Governor Andrew Cuomo and Attorney General Eric Schneiderman hate each other. “The two men are like oil and water,” one of a slew of anonymous sources tells the Times. "And lately fire seems to have been added." The animus between these powerful men is wasting taxpayer time and money, but at least it's produced some titillating tidbits: "Gov. Andrew M. Cuomo has asked people if they think Eric T. Schneiderman, the attorney general of New York State, wears eyeliner."
Eyeliner, because, who wears that? GIRLS?
Mr. Cuomo, 56, and Mr. Schneiderman, 59, are cut from decidedly different cloth. Mr. Schneiderman is a liberal product of the Upper West Side of Manhattan who is devoted to yoga.

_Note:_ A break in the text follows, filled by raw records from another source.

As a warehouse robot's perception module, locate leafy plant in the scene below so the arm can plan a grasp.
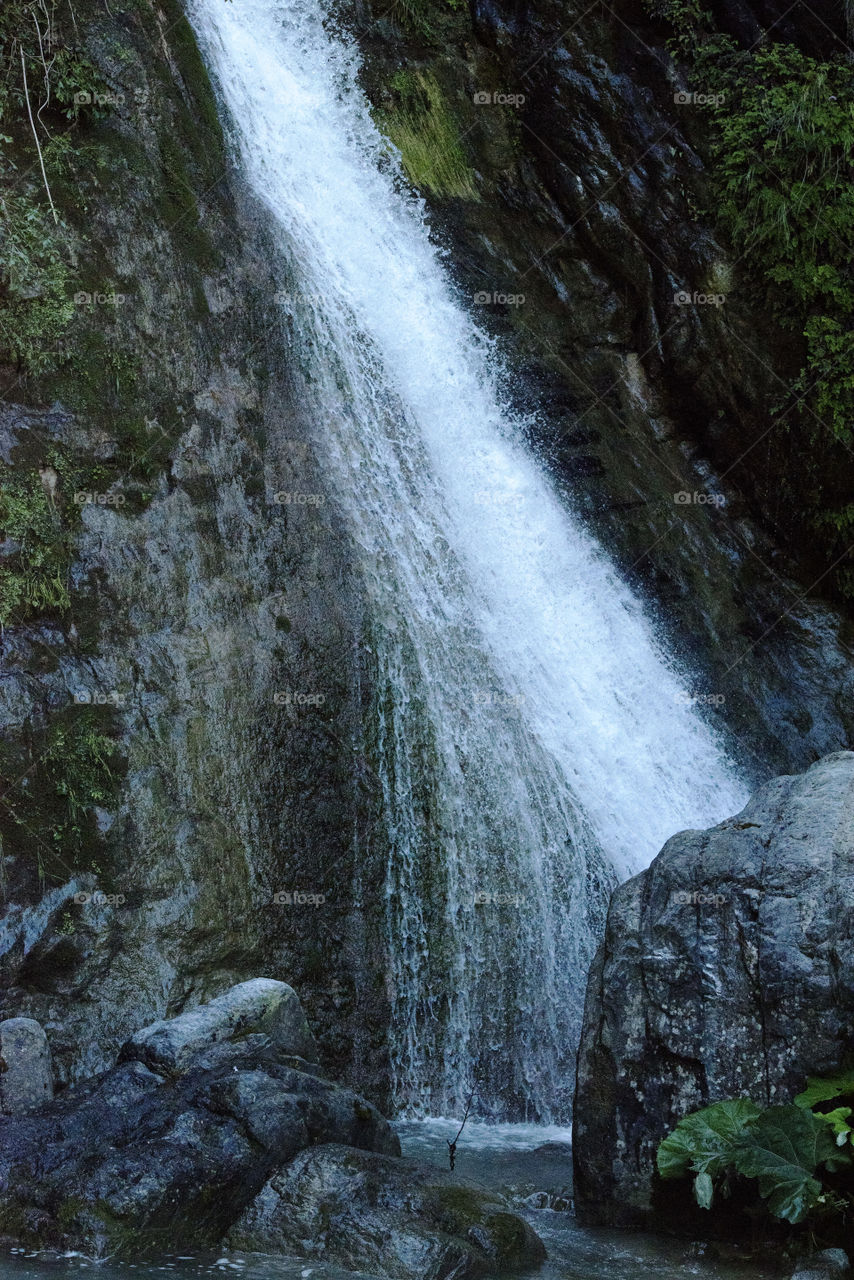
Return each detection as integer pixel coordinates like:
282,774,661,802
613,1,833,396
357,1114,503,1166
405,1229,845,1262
657,1073,854,1225
657,1098,759,1208
732,1103,841,1224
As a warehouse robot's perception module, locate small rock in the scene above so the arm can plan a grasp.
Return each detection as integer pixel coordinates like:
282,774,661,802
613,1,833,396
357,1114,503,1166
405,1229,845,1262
119,978,318,1071
0,1018,54,1116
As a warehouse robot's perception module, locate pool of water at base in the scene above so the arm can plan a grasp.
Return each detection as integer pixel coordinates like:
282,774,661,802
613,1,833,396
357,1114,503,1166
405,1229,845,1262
0,1119,791,1280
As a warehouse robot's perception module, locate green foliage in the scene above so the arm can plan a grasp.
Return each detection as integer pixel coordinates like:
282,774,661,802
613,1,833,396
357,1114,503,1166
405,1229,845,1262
732,1103,839,1224
378,72,478,200
0,0,108,125
794,1071,854,1110
0,0,117,375
0,193,74,374
657,1073,854,1225
0,705,119,879
656,1098,759,1208
0,468,70,626
645,0,854,599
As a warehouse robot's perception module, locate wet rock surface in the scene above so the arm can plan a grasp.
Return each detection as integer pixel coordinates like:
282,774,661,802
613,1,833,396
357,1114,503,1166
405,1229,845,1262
0,984,399,1257
228,1144,545,1280
574,751,854,1224
0,1018,54,1116
0,979,545,1280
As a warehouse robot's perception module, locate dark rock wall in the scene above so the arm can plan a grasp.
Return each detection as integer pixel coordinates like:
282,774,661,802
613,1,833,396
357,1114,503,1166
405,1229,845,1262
0,3,385,1100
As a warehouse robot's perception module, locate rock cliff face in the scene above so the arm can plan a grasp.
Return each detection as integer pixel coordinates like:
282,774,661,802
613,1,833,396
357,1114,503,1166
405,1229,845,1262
347,0,854,781
0,0,385,1100
574,751,854,1224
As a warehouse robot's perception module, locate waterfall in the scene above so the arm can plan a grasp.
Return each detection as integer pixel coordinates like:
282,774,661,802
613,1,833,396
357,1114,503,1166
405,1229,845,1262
188,0,745,1120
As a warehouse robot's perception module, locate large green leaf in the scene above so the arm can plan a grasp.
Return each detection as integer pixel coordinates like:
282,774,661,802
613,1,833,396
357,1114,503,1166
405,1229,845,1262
656,1098,759,1182
732,1103,836,1222
795,1071,854,1111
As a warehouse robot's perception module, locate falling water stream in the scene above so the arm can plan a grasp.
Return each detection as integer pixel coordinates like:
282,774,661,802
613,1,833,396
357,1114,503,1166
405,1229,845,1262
188,0,745,1121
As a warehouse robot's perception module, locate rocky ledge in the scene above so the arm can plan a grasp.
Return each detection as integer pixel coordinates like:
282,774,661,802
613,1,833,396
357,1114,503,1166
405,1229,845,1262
574,751,854,1230
0,979,544,1280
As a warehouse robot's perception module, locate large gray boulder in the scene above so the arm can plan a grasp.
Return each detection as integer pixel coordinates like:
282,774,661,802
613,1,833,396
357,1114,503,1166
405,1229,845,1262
574,751,854,1224
0,988,401,1257
119,978,318,1071
228,1146,545,1280
0,1018,54,1116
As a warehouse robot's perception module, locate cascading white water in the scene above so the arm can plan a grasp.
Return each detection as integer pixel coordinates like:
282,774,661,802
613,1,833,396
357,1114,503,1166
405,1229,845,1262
188,0,745,1120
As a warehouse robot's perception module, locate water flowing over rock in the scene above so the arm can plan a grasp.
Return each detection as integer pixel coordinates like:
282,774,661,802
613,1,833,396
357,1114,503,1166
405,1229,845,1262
0,979,545,1280
0,1018,54,1116
188,0,744,1119
574,751,854,1224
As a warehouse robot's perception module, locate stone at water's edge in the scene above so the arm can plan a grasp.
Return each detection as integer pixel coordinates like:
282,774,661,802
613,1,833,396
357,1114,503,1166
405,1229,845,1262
574,751,854,1225
0,1018,54,1116
0,978,545,1259
0,979,401,1257
228,1144,545,1280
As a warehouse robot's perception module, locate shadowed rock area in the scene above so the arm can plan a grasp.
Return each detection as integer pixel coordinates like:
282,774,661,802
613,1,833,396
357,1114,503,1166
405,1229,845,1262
0,979,545,1280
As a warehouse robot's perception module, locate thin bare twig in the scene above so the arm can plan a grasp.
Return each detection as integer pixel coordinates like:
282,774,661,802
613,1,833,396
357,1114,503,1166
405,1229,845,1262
20,45,59,223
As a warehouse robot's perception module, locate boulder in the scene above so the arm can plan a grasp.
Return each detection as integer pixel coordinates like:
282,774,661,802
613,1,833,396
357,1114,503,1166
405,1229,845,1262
228,1144,545,1280
0,1018,54,1116
119,978,318,1071
574,751,854,1225
0,1032,399,1257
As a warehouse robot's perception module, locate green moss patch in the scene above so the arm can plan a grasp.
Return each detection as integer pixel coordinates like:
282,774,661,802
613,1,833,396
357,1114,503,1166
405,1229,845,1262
376,70,478,200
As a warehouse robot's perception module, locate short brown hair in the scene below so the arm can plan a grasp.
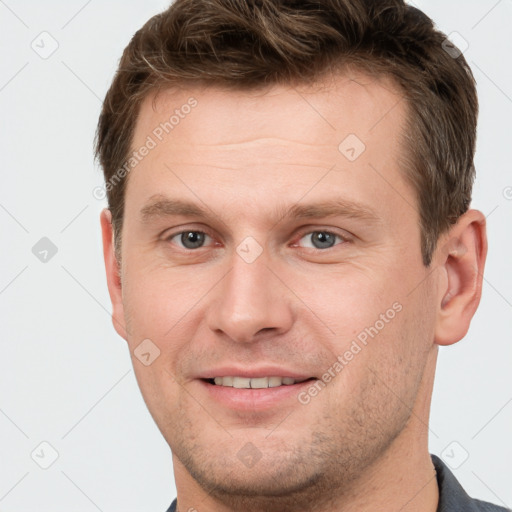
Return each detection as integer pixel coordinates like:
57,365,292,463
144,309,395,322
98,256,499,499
95,0,478,266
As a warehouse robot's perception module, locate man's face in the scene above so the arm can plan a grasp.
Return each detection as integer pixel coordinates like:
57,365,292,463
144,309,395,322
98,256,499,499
106,75,435,499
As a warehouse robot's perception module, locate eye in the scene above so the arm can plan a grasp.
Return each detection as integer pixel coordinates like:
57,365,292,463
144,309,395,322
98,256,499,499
167,230,211,250
300,231,346,250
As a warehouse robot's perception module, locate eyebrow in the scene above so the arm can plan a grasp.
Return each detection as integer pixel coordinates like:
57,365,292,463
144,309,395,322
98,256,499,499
140,195,382,224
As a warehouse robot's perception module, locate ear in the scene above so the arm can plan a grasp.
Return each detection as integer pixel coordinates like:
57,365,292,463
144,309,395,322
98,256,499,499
100,208,127,340
434,210,487,345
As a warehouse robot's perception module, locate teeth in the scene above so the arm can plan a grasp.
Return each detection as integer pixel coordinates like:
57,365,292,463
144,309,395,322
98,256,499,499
209,377,307,389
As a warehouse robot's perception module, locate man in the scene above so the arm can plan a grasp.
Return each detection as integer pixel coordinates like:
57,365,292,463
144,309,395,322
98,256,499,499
96,0,505,512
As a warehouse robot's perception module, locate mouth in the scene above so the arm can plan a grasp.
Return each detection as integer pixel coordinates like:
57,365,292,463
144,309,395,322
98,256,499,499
198,376,318,413
201,376,316,389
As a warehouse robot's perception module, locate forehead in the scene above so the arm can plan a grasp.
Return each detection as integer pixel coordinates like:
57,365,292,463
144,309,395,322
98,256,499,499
126,73,414,230
132,71,406,150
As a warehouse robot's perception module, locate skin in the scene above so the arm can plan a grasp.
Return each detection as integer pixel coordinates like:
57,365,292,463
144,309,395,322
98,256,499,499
101,73,487,512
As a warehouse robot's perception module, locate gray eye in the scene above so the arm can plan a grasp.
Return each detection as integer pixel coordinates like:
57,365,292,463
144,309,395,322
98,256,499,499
303,231,340,249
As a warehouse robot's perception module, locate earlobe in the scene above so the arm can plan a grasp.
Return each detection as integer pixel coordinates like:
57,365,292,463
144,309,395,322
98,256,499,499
100,208,127,340
435,210,487,345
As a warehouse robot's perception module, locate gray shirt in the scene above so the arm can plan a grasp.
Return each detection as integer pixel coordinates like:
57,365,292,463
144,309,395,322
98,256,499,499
167,454,511,512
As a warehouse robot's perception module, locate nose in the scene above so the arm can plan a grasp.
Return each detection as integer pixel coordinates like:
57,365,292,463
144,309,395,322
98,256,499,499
207,247,293,343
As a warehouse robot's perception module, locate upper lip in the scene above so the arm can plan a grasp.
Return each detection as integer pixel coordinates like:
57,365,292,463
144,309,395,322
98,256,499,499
196,366,314,380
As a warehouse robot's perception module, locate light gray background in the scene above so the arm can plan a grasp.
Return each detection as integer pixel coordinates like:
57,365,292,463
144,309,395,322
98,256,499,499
0,0,512,512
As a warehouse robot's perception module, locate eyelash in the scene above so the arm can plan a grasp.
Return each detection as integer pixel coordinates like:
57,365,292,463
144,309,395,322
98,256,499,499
164,229,350,252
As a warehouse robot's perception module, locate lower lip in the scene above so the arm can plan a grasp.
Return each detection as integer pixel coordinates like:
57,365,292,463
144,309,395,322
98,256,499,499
199,380,316,411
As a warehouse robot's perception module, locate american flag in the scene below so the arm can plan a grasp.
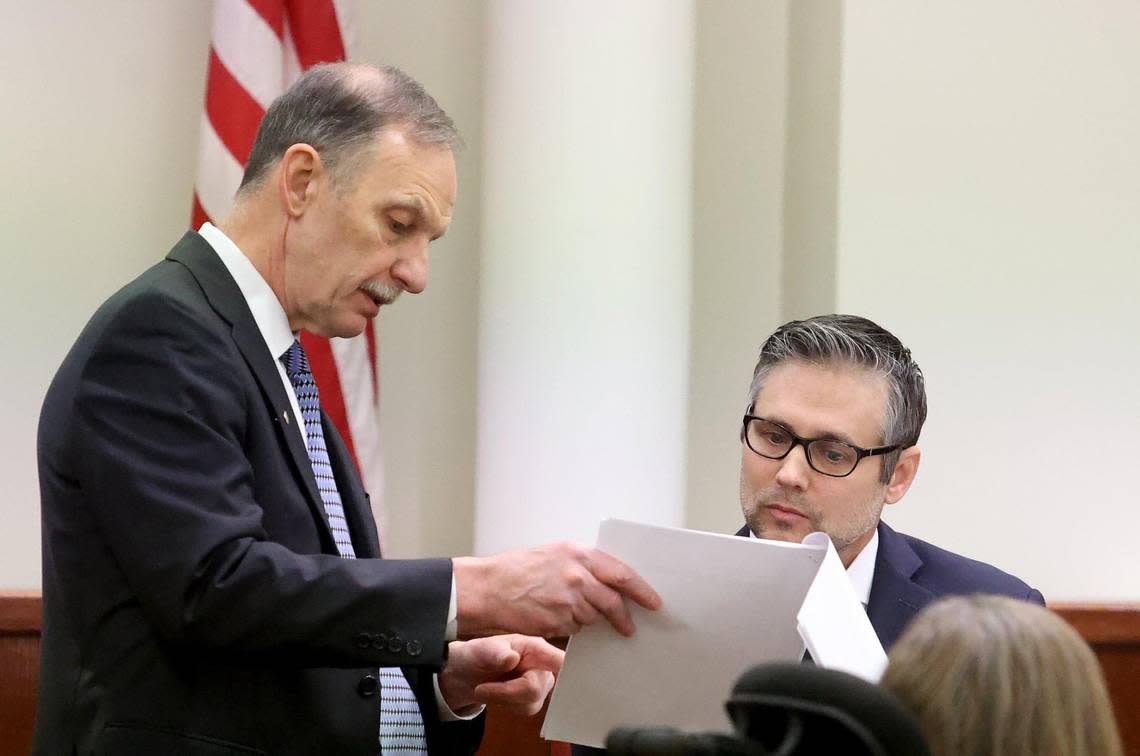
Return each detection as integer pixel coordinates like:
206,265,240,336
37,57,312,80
193,0,384,534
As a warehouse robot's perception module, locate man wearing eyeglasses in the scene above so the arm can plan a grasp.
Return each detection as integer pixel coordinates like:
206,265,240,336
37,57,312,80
738,315,1044,649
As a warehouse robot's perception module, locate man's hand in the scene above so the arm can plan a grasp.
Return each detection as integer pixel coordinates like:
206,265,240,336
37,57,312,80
439,635,565,716
453,543,661,637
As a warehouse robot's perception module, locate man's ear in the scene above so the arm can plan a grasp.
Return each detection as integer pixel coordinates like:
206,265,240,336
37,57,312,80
278,144,325,218
882,446,922,504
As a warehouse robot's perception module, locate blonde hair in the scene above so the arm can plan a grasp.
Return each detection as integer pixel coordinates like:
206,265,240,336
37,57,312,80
881,595,1123,756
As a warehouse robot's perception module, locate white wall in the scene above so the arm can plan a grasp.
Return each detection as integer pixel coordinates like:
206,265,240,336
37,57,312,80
0,0,1140,600
837,0,1140,600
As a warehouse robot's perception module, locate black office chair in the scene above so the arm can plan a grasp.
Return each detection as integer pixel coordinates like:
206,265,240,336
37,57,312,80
725,662,930,756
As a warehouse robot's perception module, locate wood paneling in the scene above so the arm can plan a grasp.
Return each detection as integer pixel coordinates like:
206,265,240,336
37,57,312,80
0,593,42,754
1049,603,1140,756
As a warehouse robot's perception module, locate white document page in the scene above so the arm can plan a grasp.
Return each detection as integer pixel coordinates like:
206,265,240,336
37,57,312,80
542,520,827,747
796,533,887,683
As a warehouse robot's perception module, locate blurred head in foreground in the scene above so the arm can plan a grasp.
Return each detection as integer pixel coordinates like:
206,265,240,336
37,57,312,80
881,595,1123,756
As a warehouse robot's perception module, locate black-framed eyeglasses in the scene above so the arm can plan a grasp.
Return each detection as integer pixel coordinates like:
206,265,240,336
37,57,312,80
740,415,902,478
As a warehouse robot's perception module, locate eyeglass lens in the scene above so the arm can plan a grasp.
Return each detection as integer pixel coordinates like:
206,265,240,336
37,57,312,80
748,420,858,477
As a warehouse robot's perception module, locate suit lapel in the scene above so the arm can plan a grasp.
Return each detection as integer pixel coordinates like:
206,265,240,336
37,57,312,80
166,231,336,553
866,522,935,651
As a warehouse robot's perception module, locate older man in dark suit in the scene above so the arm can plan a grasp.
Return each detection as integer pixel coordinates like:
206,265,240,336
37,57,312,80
35,64,659,756
575,315,1044,754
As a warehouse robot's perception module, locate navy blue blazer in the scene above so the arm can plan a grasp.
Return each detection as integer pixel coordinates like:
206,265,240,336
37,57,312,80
571,521,1045,756
34,231,482,756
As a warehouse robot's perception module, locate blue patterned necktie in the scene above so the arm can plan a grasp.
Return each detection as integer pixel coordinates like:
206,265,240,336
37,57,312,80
280,341,428,756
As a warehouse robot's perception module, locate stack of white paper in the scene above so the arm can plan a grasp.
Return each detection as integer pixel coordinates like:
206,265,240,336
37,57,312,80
543,520,886,746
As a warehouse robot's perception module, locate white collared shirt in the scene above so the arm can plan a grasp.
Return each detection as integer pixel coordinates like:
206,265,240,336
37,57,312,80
198,222,471,722
198,223,309,448
748,528,879,607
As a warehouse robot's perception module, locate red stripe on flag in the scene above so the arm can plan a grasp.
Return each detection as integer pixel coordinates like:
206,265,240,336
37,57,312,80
364,320,380,404
285,0,344,68
190,192,212,230
301,331,360,472
206,47,264,165
245,0,285,39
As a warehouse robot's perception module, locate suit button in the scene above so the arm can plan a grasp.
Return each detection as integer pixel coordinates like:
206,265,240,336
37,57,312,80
357,675,380,698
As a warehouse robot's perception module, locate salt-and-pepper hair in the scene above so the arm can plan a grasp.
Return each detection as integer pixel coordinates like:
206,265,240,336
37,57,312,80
880,595,1123,756
238,63,462,194
748,315,927,483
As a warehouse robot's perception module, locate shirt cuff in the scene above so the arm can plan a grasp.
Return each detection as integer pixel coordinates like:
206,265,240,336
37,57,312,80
443,572,459,641
431,675,487,722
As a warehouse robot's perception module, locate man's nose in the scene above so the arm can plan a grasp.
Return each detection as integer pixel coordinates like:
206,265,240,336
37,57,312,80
776,444,812,490
392,239,430,294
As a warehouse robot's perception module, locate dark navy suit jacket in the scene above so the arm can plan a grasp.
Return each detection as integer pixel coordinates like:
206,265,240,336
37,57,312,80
34,231,482,756
572,522,1045,756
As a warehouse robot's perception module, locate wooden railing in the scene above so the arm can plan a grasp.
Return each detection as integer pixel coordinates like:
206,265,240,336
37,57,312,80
0,592,1140,756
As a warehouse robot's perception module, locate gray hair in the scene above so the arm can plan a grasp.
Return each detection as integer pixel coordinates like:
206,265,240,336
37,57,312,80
238,63,462,194
748,315,927,483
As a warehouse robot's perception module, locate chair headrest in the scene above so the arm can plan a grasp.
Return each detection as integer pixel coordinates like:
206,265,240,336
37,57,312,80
725,661,930,756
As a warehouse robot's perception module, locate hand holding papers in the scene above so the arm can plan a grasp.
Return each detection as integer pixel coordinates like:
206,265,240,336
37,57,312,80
543,520,886,746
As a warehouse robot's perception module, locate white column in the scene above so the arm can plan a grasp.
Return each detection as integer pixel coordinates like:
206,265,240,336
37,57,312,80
475,0,693,553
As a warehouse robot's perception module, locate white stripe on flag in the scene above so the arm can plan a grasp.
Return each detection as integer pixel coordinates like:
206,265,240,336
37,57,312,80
195,114,242,223
329,331,384,510
211,0,286,111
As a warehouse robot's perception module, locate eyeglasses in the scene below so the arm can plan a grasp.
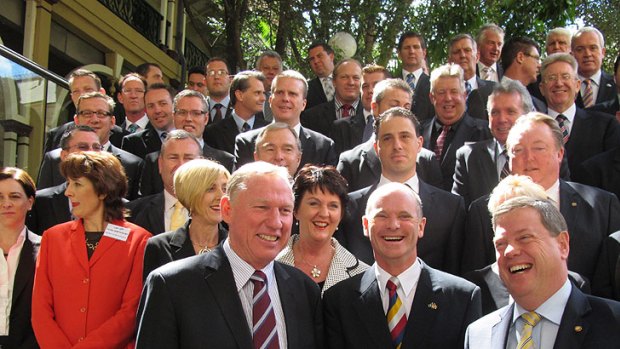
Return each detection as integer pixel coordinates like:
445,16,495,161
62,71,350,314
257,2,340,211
207,69,228,76
174,109,206,118
65,143,103,151
543,73,575,83
77,110,112,119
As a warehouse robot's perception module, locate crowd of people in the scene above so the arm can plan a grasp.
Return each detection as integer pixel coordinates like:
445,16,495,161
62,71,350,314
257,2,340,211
0,24,620,348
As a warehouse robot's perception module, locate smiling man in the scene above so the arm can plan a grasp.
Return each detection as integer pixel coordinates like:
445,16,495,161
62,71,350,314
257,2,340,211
465,197,620,348
136,162,323,349
323,183,481,349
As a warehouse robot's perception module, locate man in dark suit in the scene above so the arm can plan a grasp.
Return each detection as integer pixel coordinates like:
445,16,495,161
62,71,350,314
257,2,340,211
301,58,364,136
462,113,620,280
335,107,465,273
422,63,491,191
465,197,620,348
204,70,267,154
235,70,338,168
305,42,334,109
540,53,620,172
136,162,323,349
329,64,390,154
323,183,481,349
37,92,143,200
448,34,495,120
392,32,435,122
121,83,176,159
205,57,233,123
127,130,202,235
337,79,441,192
571,27,618,108
476,23,504,82
452,80,532,207
140,90,234,196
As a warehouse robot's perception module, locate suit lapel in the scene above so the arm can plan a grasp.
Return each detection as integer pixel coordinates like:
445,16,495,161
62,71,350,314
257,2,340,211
355,268,392,348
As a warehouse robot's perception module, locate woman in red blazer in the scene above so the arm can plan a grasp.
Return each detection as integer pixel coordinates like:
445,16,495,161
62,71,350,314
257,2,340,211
32,152,151,349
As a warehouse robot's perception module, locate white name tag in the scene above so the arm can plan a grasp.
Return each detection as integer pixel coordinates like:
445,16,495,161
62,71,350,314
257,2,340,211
103,224,131,241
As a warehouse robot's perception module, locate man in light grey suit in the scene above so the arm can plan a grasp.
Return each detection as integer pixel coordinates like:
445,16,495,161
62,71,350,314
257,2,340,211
465,197,620,348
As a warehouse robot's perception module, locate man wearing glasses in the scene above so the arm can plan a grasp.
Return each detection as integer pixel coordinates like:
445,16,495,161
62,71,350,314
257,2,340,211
37,92,143,200
207,57,232,122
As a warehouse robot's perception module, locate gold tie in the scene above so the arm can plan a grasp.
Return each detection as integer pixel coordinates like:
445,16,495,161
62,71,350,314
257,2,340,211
170,201,185,230
517,311,542,349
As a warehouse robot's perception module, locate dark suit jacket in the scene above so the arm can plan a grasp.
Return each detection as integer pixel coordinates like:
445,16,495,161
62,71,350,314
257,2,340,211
235,126,338,168
323,262,481,349
306,77,327,109
136,246,323,349
301,99,364,137
465,287,620,349
43,121,129,154
334,180,465,274
462,180,620,280
144,218,228,280
467,77,496,121
463,265,590,315
203,113,267,154
121,123,161,159
422,113,492,191
586,96,620,117
37,145,144,200
26,182,71,235
575,70,618,108
3,231,41,349
572,147,620,198
564,108,620,173
140,144,235,197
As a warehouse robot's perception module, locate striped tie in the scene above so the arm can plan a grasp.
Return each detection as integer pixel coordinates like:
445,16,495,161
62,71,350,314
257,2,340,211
250,270,280,349
517,311,541,349
555,114,568,144
387,277,407,349
583,79,594,108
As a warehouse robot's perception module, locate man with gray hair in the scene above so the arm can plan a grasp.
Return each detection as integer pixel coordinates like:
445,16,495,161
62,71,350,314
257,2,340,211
465,197,620,348
540,53,620,172
422,63,491,191
571,27,616,108
452,79,532,207
136,161,323,349
204,70,267,154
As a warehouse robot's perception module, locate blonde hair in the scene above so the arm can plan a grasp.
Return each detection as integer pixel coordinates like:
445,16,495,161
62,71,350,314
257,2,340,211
174,159,230,215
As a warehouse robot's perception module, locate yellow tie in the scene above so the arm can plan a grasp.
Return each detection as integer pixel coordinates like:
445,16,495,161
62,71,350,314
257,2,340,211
170,201,185,230
517,311,541,349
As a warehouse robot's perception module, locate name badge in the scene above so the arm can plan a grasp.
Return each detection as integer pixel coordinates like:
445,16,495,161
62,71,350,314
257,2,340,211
103,224,131,241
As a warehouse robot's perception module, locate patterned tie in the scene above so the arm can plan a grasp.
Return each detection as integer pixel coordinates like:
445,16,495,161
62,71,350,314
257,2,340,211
407,73,415,91
321,76,335,102
362,114,375,143
583,79,594,108
517,311,541,349
435,126,450,161
250,270,280,349
170,201,185,230
386,277,407,349
555,114,568,144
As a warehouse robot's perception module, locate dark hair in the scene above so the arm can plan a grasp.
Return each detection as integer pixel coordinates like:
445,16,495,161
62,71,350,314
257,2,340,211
60,151,127,222
293,164,349,217
0,167,37,198
398,32,426,51
501,36,540,70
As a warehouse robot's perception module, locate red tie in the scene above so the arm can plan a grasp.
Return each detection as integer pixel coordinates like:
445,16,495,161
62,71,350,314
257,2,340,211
250,270,280,349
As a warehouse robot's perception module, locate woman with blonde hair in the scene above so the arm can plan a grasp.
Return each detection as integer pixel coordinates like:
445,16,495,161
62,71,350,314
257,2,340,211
144,159,230,279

Mr. Cuomo, bred in Queens and apprenticed by a three-term governor, is a workaholic given to tinkering with muscle cars.
Alright, alright, we get it: Schneiderman is a Mozart-loving ficus tree who photosynthesizes Ezra Pound anthologies and almond croissants, while Cuomo is a sweat-drenched horse neck who eats calzones with a trident made of Corvette gearshifts.
The public servants are "girding" for a battle over a $613 million chunk of the settlement the state got from JPMorgan Chase. Schneiderman set up the settlement so that he could use the money to stem the foreclosure crisis in the state and continue to fight big banks. Cuomo wants to use the money for whatever Cuomo wants to use the money for, OK tough guy?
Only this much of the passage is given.